Snort has always been, and still is my favorite IDS (Intrusion Detection System) although I manage many UTM (Unified Threat Management) Firewalls with built in IPS/IDS (Intrusion Detection/Prevention) now. The commercial UTM Firewalls with IPS/IDS are easy to use and configure but they come with a high price tag and aren’t easy to customize. Even though snort is not that easy to install, configure and manage it still is the most popular IDS/IPS today because of the fact that it is open source, free, easily customizable, easy to create rules, signatures are always kept up-to-date by its community and plenty of excellent documentation, guides and books.
Snort captures enormous amount of data from the network and generates alert based on the rules and signatures. There’re currently 3 excellent and relatively user friendly ways to manage and analyze the snort data:
1. ACID (Analysis Console for Intrusion Databases)
The Analysis Console for Intrusion Databases (ACID) is a PHP-based analysis engine to search and process a database of security events generated by various IDSes, firewalls, and network monitoring tools.
2. BASE (Basic Analysis and Security Engine).

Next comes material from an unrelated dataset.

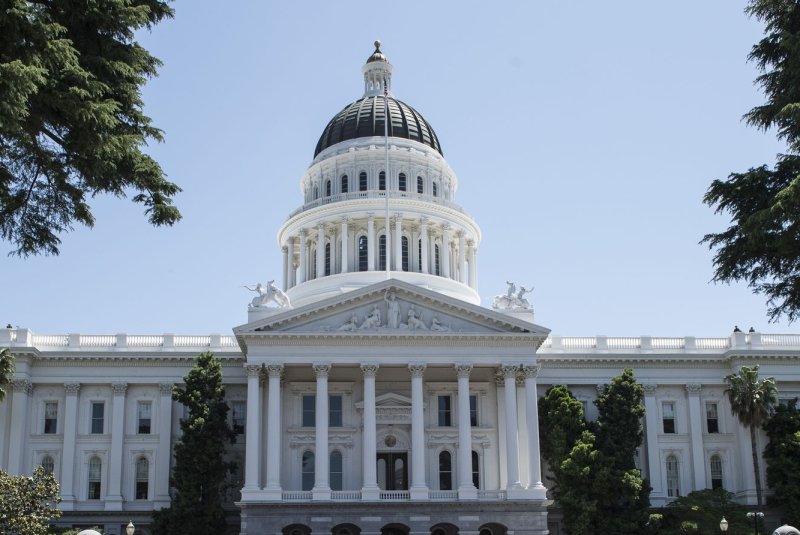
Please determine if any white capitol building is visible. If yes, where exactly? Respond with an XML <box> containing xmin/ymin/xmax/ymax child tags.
<box><xmin>0</xmin><ymin>43</ymin><xmax>800</xmax><ymax>535</ymax></box>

It is based on the code from the Analysis Console for Intrusion Databases (ACID) project. This application provides a web front-end to query and analyze the alerts coming from a SNORT IDS system.
3. Sguil (Snort GUI for LamerZ)
Sguil (pronounced sgweel) is built by network security analysts for network security analysts. Sguil’s main component is an intuitive GUI that provides access to realtime events, session data, and raw packet captures.
If you’re asking what’s the difference between them, then here’s five reasons why Sguil is different from ACID, BASE, and similar products.
Currently I’m trying Sguil to see how good it is. I’ve installed Sguil Server and Sensor in CentOS 4.x and Sguil-Client in my Mac OS X. The server installation was not that easy but once installed, it runs smoothly. I must say that there are many good features in Sguil, among them I like: alerts in near real-time, escalation and accountability features, collection of session data using SANCP and summaries of conversations.